Factoring in the screenplay
by CabSav
We don’t yet know how much impact turning the second draft into a screenplay will have.
If you have ever tried to turn a novel into a script you’ll know there isn’t much room to move. You cut out most of the sub-plots, and rely on internal characterisation being carried by the actors, rather than your story. Screenplays are often better when they’re made from a novella, or sometimes even a short story, because then the film can do them justice.
What happens when you turn it back the other way?
Movie novelisations generally take a film and transpose it pretty much direct to the page. There is little of the true character building that you get in a full-blown novel, and almost none of sub-stories that make the novel so intriguing. Without the actors to carry the story they’re often unsatisfying.
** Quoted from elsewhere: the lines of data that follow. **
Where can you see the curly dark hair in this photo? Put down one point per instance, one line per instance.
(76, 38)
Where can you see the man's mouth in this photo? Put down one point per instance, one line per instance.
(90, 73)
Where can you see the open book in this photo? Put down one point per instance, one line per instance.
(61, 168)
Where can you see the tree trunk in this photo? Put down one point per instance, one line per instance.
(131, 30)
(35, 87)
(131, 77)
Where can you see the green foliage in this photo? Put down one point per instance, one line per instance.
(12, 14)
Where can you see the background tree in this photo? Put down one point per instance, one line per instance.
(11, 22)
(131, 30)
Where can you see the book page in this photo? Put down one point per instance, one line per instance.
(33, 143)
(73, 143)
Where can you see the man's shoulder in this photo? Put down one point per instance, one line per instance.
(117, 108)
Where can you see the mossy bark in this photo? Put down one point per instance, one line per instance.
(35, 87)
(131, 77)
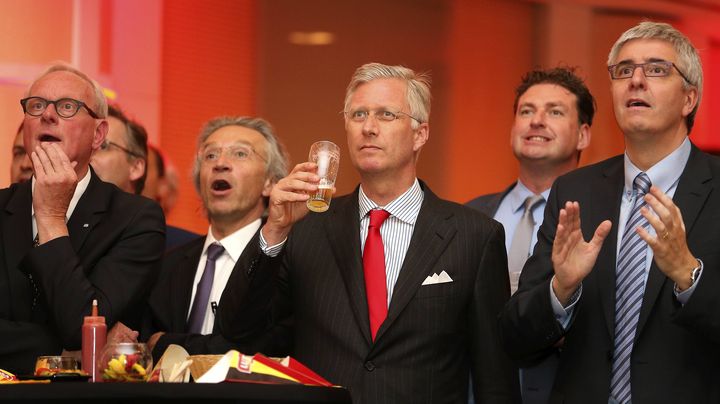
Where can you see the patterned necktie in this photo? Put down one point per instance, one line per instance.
(520, 246)
(629, 289)
(374, 269)
(202, 293)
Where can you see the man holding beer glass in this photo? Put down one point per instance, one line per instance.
(392, 292)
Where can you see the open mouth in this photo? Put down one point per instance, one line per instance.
(537, 139)
(220, 185)
(637, 103)
(49, 138)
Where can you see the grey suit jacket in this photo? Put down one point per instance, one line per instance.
(433, 334)
(169, 302)
(677, 348)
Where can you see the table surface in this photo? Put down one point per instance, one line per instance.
(133, 393)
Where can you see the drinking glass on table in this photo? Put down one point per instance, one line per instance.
(49, 365)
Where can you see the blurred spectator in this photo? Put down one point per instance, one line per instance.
(161, 185)
(20, 166)
(122, 156)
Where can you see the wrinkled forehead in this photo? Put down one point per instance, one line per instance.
(235, 135)
(643, 50)
(63, 84)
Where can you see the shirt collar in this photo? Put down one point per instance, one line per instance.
(79, 191)
(236, 242)
(519, 193)
(664, 174)
(405, 207)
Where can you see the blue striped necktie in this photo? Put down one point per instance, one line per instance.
(204, 287)
(629, 289)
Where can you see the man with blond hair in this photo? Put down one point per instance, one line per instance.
(393, 292)
(637, 304)
(68, 238)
They’re also usually very short.
There is really only room for the major plot and one sub-plot in a movie. In Barrain the major plot is Caid getting back to Barrain and righting the wrong he perpetrated, the sub-plot is Mathers’ chasing the supposed murder of Caid. They both come together in the end (as all good sub-plots do) but there is little room for other stories, such as Elna’s relationship with both men, or Scott’s relationship with Storm.
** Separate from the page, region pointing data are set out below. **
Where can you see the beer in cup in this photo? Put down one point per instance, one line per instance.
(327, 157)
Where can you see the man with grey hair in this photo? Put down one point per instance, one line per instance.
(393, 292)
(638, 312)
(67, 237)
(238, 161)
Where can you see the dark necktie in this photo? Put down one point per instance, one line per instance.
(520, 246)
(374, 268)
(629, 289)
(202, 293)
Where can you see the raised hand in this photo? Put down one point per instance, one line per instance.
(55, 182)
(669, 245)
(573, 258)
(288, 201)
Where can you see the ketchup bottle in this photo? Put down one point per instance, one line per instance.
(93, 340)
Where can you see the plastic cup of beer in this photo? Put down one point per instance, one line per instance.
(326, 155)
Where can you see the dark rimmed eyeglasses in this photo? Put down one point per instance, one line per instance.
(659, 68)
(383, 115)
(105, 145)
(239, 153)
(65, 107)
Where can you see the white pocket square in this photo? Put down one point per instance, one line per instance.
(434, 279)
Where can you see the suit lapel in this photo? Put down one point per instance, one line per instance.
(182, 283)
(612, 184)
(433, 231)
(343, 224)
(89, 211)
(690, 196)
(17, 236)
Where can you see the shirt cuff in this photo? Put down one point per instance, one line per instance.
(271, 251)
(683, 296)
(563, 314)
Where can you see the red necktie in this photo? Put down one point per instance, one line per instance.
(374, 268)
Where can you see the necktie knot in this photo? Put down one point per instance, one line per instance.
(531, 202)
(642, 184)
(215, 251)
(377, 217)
We started off with 80,000 words in draft 1, and cut it down to under 20,000 in draft 2. That’s major surgery. All we are left with is the bare bones of the main story—pretty much just the outline.
Where do we go from here?
We need to undo some of the undoing we have already done.
Getting in some sub-plots, for a start, and they won’t necessarily be the ones we had in draft 1. Elna will obviously come back into the story more. She likes Caid, believes he would make a good partner. How will Caid cope with that? He doesn’t want the responsibility. What about Scott, who is prepared to take the responsibility, for Storm’s sake, if not for Elna?
The ranger made a passing visit in draft 2. I suspect she will feature more in draft 3, but don’t really know until we get there.
And Taliah (formerly known as Tull). Taliah has been there right from the start, but she’s sneaking her way in, more and more with each draft.
Then there’s the crystal. We don’t know much about the crystal at all. That crystal, or others like it, is going to feature a whole lot more in draft three.